Rocket-powered landing

Curiosity’s target landing area is the Gale crater – a 150 km-wide basin that is believed to be around 3.5 billion years old. Curiosity, which is five times as heavy as the Spirit and Opportunity rovers that have been deployed on Mars for the last seven years, will test a novel type of landing as it is too heavy to employ airbags to cushion its descent as previous Mars rovers have done.

Instead, Curiosity will enter the Martian atmosphere in a pod, which will protect it from the intense heat. The pod will then deploy a parachute once it is within 10 km of the surface, after which the heat shield will fall off and a rocket-powered descent stage, dubbed a “sky crane”, will use rockets to slow the craft’s journey to the surface.

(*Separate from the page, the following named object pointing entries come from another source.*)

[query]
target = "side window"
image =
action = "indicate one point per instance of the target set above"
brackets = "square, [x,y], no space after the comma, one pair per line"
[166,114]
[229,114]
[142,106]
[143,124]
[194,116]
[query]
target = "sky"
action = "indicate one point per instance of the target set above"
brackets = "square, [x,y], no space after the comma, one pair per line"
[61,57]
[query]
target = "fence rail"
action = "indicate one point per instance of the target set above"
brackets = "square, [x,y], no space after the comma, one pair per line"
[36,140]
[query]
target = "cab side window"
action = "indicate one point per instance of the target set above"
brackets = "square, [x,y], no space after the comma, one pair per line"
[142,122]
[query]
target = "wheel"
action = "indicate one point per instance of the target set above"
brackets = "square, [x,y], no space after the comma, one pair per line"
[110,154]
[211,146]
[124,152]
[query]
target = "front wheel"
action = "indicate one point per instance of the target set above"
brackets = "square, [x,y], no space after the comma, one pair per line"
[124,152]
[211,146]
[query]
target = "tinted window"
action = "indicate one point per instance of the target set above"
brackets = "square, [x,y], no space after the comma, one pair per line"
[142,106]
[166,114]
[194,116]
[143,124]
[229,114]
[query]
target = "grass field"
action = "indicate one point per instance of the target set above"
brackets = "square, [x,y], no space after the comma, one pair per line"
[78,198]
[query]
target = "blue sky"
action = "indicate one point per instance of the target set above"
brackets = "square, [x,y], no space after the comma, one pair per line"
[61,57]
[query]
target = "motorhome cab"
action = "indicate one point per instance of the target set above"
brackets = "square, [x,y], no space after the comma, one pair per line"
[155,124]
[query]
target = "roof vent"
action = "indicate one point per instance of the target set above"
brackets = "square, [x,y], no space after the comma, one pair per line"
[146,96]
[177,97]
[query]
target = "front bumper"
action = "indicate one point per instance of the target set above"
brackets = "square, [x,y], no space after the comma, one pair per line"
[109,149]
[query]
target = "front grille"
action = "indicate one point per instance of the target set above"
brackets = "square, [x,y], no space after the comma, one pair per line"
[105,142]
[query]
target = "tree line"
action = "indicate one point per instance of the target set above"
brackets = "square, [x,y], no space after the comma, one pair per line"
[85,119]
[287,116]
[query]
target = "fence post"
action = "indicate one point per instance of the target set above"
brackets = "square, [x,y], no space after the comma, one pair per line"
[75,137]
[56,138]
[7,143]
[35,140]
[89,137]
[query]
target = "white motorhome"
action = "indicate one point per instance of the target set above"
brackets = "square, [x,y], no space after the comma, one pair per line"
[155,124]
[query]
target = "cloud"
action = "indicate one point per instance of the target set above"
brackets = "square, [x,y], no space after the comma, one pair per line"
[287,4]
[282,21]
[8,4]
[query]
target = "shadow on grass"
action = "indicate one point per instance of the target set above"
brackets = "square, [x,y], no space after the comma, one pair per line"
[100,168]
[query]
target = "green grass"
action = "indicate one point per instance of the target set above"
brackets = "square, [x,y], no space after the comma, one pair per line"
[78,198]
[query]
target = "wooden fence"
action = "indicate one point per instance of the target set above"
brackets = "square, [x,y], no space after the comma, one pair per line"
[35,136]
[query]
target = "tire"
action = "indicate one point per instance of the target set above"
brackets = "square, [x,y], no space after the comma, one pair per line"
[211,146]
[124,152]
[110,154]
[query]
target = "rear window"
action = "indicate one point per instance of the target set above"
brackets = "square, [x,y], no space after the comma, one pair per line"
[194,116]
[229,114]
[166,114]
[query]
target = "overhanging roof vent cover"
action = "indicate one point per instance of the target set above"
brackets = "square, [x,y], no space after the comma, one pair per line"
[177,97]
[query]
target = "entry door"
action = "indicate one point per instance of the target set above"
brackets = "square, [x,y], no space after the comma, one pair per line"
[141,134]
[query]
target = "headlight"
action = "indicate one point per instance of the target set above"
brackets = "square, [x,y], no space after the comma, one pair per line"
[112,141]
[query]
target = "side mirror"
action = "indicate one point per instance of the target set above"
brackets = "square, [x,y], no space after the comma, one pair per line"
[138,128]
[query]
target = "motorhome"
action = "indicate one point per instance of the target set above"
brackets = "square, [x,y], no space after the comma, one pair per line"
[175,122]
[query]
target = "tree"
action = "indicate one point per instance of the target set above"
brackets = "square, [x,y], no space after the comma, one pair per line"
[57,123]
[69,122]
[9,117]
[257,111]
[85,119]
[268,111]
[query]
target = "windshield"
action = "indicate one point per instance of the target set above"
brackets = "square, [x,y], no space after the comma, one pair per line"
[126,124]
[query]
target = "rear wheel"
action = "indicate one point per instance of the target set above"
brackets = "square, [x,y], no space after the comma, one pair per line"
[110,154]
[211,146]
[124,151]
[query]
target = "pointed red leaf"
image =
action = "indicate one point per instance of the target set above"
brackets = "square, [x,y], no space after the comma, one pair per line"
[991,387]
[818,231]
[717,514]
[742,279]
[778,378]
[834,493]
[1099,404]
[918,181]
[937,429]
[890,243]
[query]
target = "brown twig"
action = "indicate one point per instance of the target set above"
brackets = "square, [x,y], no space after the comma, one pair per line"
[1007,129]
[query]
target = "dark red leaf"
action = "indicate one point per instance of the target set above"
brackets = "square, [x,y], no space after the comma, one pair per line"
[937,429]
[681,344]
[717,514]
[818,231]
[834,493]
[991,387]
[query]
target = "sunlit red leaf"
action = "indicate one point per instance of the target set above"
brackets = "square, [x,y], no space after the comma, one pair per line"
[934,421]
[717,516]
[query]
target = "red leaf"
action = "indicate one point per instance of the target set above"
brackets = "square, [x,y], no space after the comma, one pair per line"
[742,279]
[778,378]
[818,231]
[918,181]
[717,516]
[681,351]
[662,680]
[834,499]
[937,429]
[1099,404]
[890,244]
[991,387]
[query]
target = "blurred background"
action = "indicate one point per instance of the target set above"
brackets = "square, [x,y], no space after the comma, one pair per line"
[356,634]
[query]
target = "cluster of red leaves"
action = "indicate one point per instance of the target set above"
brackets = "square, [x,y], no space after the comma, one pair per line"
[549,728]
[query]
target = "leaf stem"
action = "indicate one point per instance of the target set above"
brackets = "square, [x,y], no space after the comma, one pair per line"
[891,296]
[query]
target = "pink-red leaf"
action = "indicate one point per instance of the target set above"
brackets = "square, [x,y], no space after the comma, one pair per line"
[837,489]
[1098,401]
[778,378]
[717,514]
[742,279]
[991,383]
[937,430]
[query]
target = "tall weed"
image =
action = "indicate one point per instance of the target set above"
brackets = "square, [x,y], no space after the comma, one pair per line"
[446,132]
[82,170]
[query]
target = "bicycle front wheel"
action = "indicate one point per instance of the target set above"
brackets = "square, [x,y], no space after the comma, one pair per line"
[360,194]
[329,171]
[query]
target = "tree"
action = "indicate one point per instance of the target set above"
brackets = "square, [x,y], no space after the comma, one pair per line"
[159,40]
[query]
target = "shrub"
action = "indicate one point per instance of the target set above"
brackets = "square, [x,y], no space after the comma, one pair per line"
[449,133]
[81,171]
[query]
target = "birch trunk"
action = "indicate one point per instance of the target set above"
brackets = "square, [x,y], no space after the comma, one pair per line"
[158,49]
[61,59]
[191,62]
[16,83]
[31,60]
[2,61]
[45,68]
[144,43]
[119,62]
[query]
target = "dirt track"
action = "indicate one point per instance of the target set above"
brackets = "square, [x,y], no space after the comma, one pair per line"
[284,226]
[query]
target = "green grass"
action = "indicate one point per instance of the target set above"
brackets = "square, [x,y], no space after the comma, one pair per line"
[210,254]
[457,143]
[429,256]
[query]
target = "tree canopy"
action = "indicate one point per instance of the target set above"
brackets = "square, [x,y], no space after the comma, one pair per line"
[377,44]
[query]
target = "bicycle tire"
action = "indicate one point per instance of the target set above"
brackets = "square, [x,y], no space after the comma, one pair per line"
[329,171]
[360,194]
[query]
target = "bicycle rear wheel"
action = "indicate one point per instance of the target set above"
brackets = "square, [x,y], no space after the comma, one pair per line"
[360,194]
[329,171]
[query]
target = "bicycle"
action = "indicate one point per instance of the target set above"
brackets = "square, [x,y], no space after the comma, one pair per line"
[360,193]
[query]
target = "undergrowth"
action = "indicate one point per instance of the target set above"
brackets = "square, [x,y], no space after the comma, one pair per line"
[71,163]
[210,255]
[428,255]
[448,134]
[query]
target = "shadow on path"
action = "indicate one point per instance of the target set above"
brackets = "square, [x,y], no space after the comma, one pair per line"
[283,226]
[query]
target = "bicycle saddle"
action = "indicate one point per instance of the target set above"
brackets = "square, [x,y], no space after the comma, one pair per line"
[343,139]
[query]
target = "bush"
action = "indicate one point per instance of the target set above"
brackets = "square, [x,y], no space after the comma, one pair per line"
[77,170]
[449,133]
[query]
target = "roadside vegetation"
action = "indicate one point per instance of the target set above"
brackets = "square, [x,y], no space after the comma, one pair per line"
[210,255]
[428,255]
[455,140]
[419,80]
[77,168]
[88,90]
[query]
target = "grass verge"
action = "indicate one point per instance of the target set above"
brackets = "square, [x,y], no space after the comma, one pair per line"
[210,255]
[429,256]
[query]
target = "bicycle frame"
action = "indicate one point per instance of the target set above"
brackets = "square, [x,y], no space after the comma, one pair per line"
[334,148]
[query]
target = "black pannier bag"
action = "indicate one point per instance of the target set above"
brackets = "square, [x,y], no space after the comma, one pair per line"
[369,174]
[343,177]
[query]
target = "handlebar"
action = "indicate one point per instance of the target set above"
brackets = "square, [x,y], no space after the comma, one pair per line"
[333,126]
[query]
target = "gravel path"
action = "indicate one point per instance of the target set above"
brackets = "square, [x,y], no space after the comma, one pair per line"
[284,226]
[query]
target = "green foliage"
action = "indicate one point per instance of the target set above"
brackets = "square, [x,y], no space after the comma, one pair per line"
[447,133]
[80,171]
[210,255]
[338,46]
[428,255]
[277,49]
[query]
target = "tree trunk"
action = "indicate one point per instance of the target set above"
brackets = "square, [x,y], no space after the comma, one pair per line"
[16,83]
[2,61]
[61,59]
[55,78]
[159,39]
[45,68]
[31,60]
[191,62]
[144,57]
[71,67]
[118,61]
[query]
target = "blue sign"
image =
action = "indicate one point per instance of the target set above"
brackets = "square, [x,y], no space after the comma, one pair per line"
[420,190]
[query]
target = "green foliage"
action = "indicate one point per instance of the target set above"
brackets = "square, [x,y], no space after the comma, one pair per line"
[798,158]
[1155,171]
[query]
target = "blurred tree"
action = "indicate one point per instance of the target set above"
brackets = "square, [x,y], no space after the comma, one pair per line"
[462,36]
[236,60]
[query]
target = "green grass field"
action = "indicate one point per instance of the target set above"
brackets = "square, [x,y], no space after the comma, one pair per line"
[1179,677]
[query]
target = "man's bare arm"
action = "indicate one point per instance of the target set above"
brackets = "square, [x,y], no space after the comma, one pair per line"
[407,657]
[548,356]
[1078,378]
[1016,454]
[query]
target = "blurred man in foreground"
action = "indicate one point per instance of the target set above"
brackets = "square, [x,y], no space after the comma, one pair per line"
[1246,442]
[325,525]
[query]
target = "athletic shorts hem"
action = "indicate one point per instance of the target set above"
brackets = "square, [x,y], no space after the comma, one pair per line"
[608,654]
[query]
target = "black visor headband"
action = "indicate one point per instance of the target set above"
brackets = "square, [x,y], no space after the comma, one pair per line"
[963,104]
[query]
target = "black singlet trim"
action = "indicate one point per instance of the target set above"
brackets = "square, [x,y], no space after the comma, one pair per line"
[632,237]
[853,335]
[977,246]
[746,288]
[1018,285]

Once it is within 1.8 km of the surface, Curiosity, together with the sky crane in which it is attached, will separate from the pod and slowly descend to the surface. The sky craft will then lower Curiosity to the surface via three tethers as it hovers about 20 m above ground. NASA hopes the sky crane could be used in a future manned mission to the red planet.

“[Curiosity] will tell us critical things that we need to know about Mars; and while it advances science, we’ll be working on the capabilities for a human mission to the red planet and to other destinations where we’ve never been,” NASA administrator Charles Bolden said after Curiosity took off for Mars.